Agradeci e fui embora. Ao cabo de seis meses enviei um telegrama ao meu amigo expressando meu desejo de trabalhar. Pouco depois recebi uma carta do meu agente artístico em Hollywood, anexando o cheque da primeira semana. Fiquei surpreso, pois esperava receber antes uma notificação oficial e um contrato do estúdio. Ao contrário, uma semana depois, recebi outra carta do meu agente, com o segundo cheque semanal. Isso começou em novembro de 1932, sucedendo-se até maio de 1933. Então recebi um telegrama do estúdio. Dizia: "William Faulkner, Oxford, Miss. Onde está você? MGM Studio."

Enviei um telegrama: "MGM Studio, Culver City, California, William Faulkner."

A jovem operadora perguntou: — Qual é a mensagem, senhor Faulkner?

— Essa mesma — respondi.

— As regras dizem que não posso enviar o telegrama sem mensagem, você tem que dizer algo. — ela disse.

De modo que escolhemos uma das mensagens de aniversário em conserva. Enviei. Seguiu-se uma chamada telefônica do estúdio, que me dizia para pegar o primeiro avião para New Orleans e entrar em contato com o diretor Todd Browning. Eu podia ter pego um trem em Oxford e estar em New Orleans oito horas depois, mas obedeci às ordens do estúdio e fui ao Memphis; de lá saía de quando em quando um avião para New Orleans. Depois de três dias saiu o primeiro.

Cheguei ao hotel de Mr. Browning ao redor das seis e entrei em contato com ele. Estavam celebrando uma festa. Ele me disse para descansar bastante nessa noite, porque na manhã seguinte devíamos acordar cedo. Eu perguntei pela história do filme. Ele disse:

— Ah, sim. Vá ao quarto número x. Encontrará o roteirista. Ele lhe falará do argumento.

Fui ao quarto indicado. O roteirista estava sozinho. Me apresentei e perguntei pelo argumento. Ele disse:

— Quando você tiver escrito o diálogo, lhe falarei do argumento.

Voltei ao quarto de Browning e lhe expliquei a situação. Ele disse:

— Não se preocupe, você durma tranqüilo, que amanhã temos que acordar cedo.

Assim, na manhã seguinte, em uma elegante lancha alugada, todos nós, com exceção do roteirista, navegamos para Grand Isle, a umas cem milhas de distância, onde o filme ia ser rodado. Chegamos bem a tempo de comer e conseguir voltar a New Orleans antes que escurecesse.

Passaram assim três semanas. De vez em quando eu me preocupava com o argumento, mas Browning sempre dizia:

— Deixe de se preocupar. Durma tranqüilo, que amanhã temos que acordar cedo.

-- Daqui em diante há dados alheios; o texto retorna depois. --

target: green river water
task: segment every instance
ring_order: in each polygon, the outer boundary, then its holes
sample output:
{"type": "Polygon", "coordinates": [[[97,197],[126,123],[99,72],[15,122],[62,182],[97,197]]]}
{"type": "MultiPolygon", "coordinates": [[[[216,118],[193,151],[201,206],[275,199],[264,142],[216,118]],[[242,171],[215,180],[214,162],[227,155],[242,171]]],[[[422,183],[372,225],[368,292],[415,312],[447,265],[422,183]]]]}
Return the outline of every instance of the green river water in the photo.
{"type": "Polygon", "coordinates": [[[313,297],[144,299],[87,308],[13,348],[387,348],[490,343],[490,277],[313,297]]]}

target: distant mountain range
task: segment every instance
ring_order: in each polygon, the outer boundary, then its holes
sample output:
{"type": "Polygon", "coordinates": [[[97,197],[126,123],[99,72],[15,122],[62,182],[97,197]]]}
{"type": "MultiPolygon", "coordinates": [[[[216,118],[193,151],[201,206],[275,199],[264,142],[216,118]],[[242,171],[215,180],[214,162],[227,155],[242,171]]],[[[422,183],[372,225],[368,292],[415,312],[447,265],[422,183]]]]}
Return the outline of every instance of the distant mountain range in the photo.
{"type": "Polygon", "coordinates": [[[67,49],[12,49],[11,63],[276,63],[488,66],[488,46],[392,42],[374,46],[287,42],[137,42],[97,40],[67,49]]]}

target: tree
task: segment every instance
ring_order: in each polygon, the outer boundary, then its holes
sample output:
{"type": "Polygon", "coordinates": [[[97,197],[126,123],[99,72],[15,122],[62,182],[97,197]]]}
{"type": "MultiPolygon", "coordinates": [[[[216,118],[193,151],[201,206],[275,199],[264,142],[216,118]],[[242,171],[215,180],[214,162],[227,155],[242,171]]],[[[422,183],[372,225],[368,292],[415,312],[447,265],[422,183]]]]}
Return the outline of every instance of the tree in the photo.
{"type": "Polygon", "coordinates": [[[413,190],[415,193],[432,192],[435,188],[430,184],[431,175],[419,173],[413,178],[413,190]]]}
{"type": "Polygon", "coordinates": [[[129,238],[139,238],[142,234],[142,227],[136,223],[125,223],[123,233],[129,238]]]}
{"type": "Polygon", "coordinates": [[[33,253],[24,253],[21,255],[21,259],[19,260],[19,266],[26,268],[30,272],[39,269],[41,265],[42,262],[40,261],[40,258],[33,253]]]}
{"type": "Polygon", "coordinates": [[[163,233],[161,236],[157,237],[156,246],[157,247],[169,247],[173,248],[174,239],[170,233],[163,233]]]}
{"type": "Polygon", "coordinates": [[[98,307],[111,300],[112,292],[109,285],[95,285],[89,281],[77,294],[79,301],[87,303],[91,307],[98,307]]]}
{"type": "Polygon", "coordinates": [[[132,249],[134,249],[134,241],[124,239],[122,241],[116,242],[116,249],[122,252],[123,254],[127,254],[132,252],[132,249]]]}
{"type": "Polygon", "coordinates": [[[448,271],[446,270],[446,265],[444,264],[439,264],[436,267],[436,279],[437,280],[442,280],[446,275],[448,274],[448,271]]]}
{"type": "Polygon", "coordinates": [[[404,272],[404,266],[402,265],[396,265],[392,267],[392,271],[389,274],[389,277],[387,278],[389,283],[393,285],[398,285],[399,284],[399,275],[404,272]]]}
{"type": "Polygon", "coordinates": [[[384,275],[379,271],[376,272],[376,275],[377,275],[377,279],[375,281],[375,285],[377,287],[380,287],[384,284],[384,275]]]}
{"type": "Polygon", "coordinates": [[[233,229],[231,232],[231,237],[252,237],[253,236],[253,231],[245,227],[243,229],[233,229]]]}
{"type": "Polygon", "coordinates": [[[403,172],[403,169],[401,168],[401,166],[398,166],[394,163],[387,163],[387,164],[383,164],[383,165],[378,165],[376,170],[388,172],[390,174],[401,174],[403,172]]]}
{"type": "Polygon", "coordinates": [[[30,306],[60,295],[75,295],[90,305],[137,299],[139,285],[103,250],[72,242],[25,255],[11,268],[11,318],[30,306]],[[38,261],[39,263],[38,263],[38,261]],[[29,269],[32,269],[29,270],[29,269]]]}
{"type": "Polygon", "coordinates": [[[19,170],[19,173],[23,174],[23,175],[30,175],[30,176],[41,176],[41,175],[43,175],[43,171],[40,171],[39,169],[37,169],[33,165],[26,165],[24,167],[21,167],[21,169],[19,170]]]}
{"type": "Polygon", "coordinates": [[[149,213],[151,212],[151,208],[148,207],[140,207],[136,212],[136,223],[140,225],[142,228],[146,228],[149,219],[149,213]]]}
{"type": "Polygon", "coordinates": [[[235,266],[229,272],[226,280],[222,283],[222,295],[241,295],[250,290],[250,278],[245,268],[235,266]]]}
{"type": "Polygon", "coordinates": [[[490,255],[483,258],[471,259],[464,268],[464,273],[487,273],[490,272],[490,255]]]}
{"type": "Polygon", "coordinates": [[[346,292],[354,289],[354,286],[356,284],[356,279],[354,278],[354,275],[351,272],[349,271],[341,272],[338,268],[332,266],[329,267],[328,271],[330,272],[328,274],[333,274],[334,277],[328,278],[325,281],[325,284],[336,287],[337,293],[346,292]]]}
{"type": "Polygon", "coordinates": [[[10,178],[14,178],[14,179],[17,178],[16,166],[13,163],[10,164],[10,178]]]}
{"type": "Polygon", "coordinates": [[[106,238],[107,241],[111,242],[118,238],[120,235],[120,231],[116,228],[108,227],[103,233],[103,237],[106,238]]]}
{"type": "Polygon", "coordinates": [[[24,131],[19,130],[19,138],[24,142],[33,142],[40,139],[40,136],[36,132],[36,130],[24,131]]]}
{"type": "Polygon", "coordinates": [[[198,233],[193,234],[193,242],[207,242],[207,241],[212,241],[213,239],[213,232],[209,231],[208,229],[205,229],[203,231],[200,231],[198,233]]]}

Uma noite, ao voltar, mal havia entrado no quarto quando tocou o telefone. Era Browning. Me disse que fosse ao seu quarto imediatamente. Assim fiz. Ele me mostrou um telegrama. Dizia: "Faulkner está despedido. MGM Studio."

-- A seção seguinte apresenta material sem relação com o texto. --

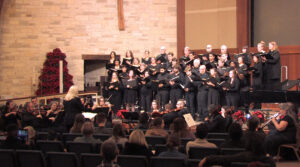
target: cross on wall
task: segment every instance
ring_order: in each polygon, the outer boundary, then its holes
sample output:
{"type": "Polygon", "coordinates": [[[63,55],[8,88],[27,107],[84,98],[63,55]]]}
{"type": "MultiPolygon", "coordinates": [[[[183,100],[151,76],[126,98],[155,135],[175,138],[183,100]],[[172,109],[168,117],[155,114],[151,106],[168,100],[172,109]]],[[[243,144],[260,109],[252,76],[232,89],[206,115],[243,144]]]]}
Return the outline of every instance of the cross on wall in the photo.
{"type": "Polygon", "coordinates": [[[123,0],[117,0],[118,2],[118,25],[119,30],[125,30],[125,20],[124,20],[124,9],[123,9],[123,0]]]}

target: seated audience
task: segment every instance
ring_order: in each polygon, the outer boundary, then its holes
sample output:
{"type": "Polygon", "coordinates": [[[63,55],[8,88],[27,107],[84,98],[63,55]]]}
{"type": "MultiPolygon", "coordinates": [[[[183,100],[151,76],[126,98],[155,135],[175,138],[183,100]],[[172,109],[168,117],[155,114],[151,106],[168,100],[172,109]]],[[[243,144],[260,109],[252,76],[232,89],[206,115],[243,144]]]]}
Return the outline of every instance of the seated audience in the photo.
{"type": "Polygon", "coordinates": [[[119,167],[117,162],[117,157],[119,150],[117,145],[111,141],[105,141],[101,145],[100,155],[102,157],[102,162],[97,167],[119,167]]]}
{"type": "Polygon", "coordinates": [[[4,120],[4,128],[10,124],[16,124],[18,127],[21,127],[21,118],[13,101],[8,100],[6,102],[1,117],[4,120]]]}
{"type": "Polygon", "coordinates": [[[58,140],[57,132],[53,129],[49,129],[48,135],[47,135],[47,140],[57,141],[58,140]]]}
{"type": "Polygon", "coordinates": [[[225,118],[225,131],[228,132],[230,125],[232,124],[232,108],[229,106],[223,106],[221,108],[221,115],[225,118]]]}
{"type": "Polygon", "coordinates": [[[18,126],[10,124],[6,127],[7,137],[2,142],[2,149],[28,149],[26,139],[18,138],[18,126]]]}
{"type": "Polygon", "coordinates": [[[149,116],[147,113],[142,113],[139,118],[139,123],[135,129],[148,129],[149,128],[149,116]]]}
{"type": "Polygon", "coordinates": [[[125,147],[125,143],[128,141],[126,138],[125,130],[121,124],[115,124],[112,130],[112,136],[107,139],[108,141],[113,141],[116,144],[121,144],[122,147],[125,147]]]}
{"type": "Polygon", "coordinates": [[[208,106],[208,120],[207,127],[208,132],[225,132],[226,120],[219,113],[219,107],[215,104],[208,106]]]}
{"type": "Polygon", "coordinates": [[[25,111],[22,113],[22,127],[32,126],[35,129],[40,127],[42,116],[37,110],[34,110],[31,102],[25,103],[25,111]]]}
{"type": "Polygon", "coordinates": [[[243,141],[246,141],[249,135],[252,135],[252,133],[258,133],[261,135],[263,138],[266,137],[266,134],[264,131],[259,128],[260,120],[256,116],[252,116],[248,121],[247,121],[247,130],[244,132],[243,141]]]}
{"type": "Polygon", "coordinates": [[[150,129],[146,131],[146,136],[168,137],[168,132],[164,129],[164,121],[161,117],[157,117],[152,120],[150,129]]]}
{"type": "Polygon", "coordinates": [[[96,123],[98,124],[98,127],[95,128],[96,134],[112,134],[111,129],[105,127],[106,121],[107,118],[104,113],[96,115],[96,123]]]}
{"type": "Polygon", "coordinates": [[[244,148],[244,143],[241,140],[243,130],[238,123],[231,124],[229,128],[229,137],[227,141],[221,144],[221,148],[244,148]]]}
{"type": "Polygon", "coordinates": [[[70,129],[70,133],[81,133],[81,128],[84,122],[84,116],[82,114],[76,114],[74,124],[70,129]]]}
{"type": "Polygon", "coordinates": [[[195,138],[195,135],[187,127],[185,120],[181,117],[178,117],[173,121],[170,130],[171,134],[178,135],[180,138],[195,138]]]}
{"type": "Polygon", "coordinates": [[[210,143],[206,140],[208,134],[208,128],[205,124],[200,124],[196,128],[196,139],[194,141],[189,141],[186,144],[186,153],[189,153],[191,147],[207,147],[207,148],[217,148],[214,143],[210,143]]]}
{"type": "Polygon", "coordinates": [[[92,122],[85,122],[81,128],[82,137],[76,137],[74,141],[83,143],[100,143],[100,139],[95,139],[94,135],[94,125],[92,122]]]}
{"type": "Polygon", "coordinates": [[[149,159],[152,152],[148,149],[145,135],[141,130],[134,130],[129,136],[129,141],[125,144],[123,150],[125,155],[144,155],[149,159]]]}
{"type": "Polygon", "coordinates": [[[160,157],[178,157],[187,160],[187,156],[178,151],[180,147],[180,138],[177,135],[170,135],[167,140],[167,151],[161,152],[160,157]]]}
{"type": "Polygon", "coordinates": [[[245,149],[246,151],[234,155],[210,155],[203,158],[199,167],[222,165],[229,166],[232,162],[256,162],[260,161],[268,163],[270,166],[275,167],[275,163],[270,157],[266,157],[263,147],[263,137],[254,133],[247,138],[245,149]]]}
{"type": "Polygon", "coordinates": [[[24,130],[27,131],[28,137],[27,137],[27,143],[31,147],[35,147],[35,141],[36,141],[36,132],[32,126],[26,126],[24,127],[24,130]]]}
{"type": "Polygon", "coordinates": [[[281,116],[272,118],[274,128],[265,140],[266,151],[272,156],[277,154],[281,144],[296,143],[297,121],[294,106],[291,103],[281,103],[279,108],[281,116]]]}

— Não se preocupe — disse Browning. — Agora mesmo eu ligo para esse não-sei-quem e não só vou fazer com que coloquem você novamente na equipe, como que enviem um pedido de desculpas por escrito.

Nisso bateram à porta. Era um atendente com outro telegrama. Este dizia: "Browning está despedido. MGM Studio." E assim voltei para casa. Suponho que Browning voltou para alguma parte também, e imagino que o roteirista ainda está sentado em algum quarto, não sei onde, segurando nas mãos o cheque do pagamento semanal. Nunca terminaram o filme, mas sim terminaram um povoado em miniatura: uma longa plataforma sobre pilares na água, com casebres sobre ela. O estúdio podia ter comprado dezenas dessas casinhas a quarenta ou cinqüenta dólares cada, mas em vez disso construíram uma própria, falsa. Ou seja: uma plataforma com um simples muro em cima, de modo que quando você abria a porta e entrava, ia parar direto no oceano.

No dia em que começaram os trabalhos de construção, um pescador "cajun" (N. do T.: "cajuns" são os descendentes de habitantes das colônias francesas na América do Norte, de ascendência negra e indígena, que se estabeleceram na Lousiana no século XVIII) se aproximou na sua estreita e engenhosa canoa, confeccionada com um tronco oco. Ali esteve todo o dia, sob um sol abrasador, observando os estranhos homens brancos que construíam essa estranha plataforma falsa. No dia seguinte retornou na canoa com toda a família, sua mulher dando de mamar ao bebê, os demais filhos e a sogra, e ali ficaram, sob o sol abrasador, contemplando aquela tarefa absurda e incompreensível. Dois ou três anos depois estive em New Orleans de novo e ouvi dizer que os "cajuns" continuavam acudindo aos milhares para ver aquela curiosa plataforma de imitação que uns brancos haviam construído ali e logo abandonado.